The conference recognizes contributions through best paper awards, distinguished service awards, and plaque presentations involving organizations such as IEEE Council on Electronic Design Automation, ACM SIGDA, Semiconductor Research Corporation, and Design Automation Conference Committee. Recipients have included influential figures affiliated with Donald Knuth-level research institutions, innovators from Robert Noyce-era companies, and leaders whose work connects to Turing Award winners and IEEE Medal of Honor honorees. Corporate achievement recognitions have been presented to teams from Synopsys, Cadence, Mentor Graphics, ARM Holdings, and Intel Corporation.
The event is organized through committees that include representatives from ACM Special Interest Group on Design Automation, IEEE Solid-State Circuits Society, Semiconductor Industry Association, Electronic Design Automation Consortium, and corporate sponsors such as Synopsys, Cadence Design Systems, Mentor Graphics, Intel Corporation, NVIDIA, TSMC, Samsung Electronics, Google, Microsoft, IBM, Apple Inc., Amazon Web Services, Ansys, Keysight Technologies, Broadcom, Qualcomm, Xilinx, ARM Holdings, GlobalFoundries, Amkor Technology, ASE Group, Lam Research, Applied Materials, KLA Corporation, Tokyo Electron, Rambus, Imagination Technologies.

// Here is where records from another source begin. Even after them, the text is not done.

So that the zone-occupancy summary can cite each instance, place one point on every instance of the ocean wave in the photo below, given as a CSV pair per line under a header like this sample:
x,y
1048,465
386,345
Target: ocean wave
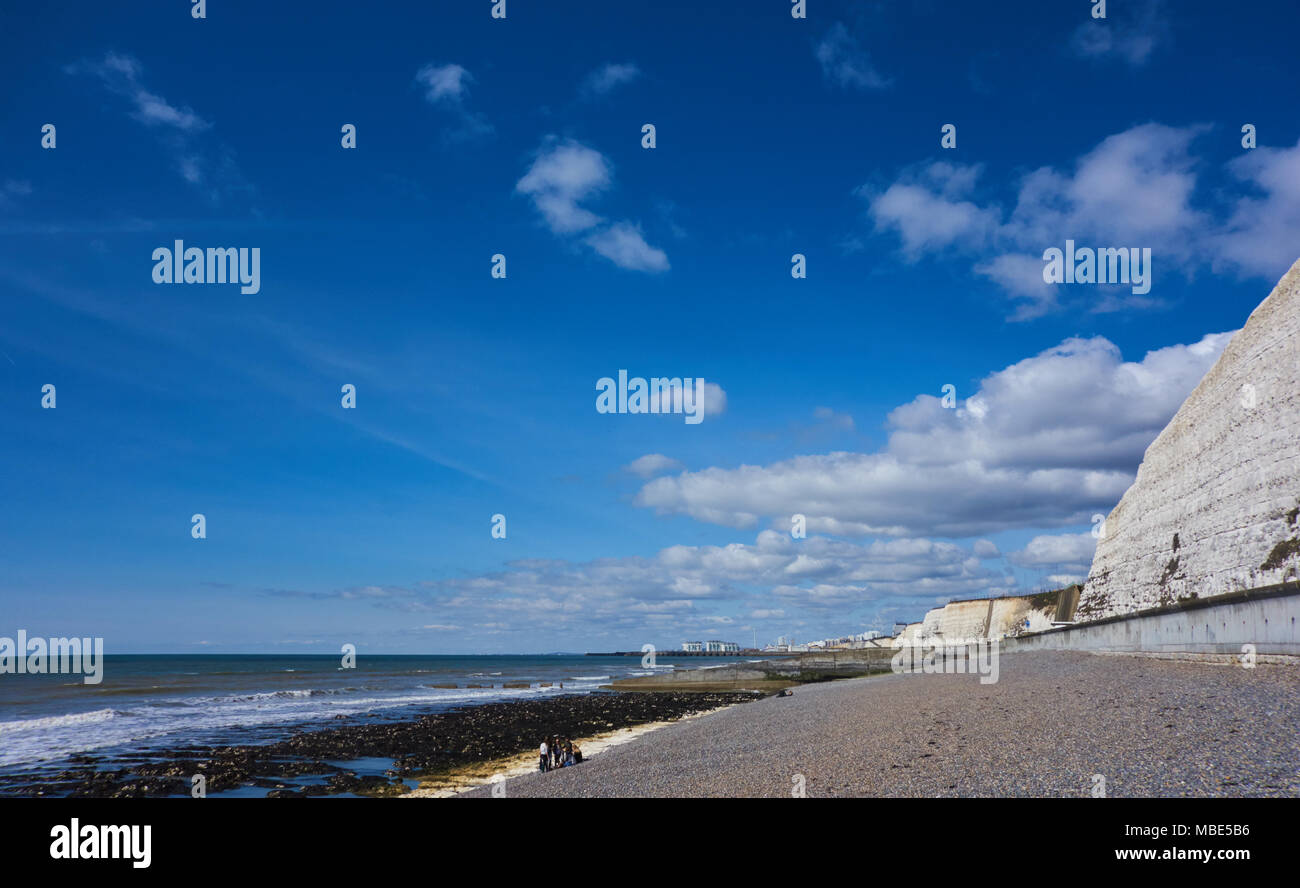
x,y
50,722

The conference has influenced academic curricula at Massachusetts Institute of Technology, Stanford University, University of California, Berkeley, Carnegie Mellon University, and Princeton University through dissemination of algorithms and tools that were later commercialized at companies including Synopsys, Cadence, Mentor Graphics, Magma Design Automation, and SpringSoft. Proceedings have seeded projects at national initiatives like DARPA Electronics Resurgence Initiative and European Union Horizon 2020 programs. Innovations presented at the conference contributed to standards work at IEEE Standards Association, Accellera Systems Initiative, and JEDEC Solid State Technology Association, affecting supply chains involving TSMC, Samsung Foundry, and Intel Foundry. The event serves as a nexus connecting startups from incubators associated with Y Combinator and Plug and Play Tech Center to investors from Sequoia Capital, Andreessen Horowitz, Kleiner Perkins, and corporate venture arms such as Intel Capital and GV.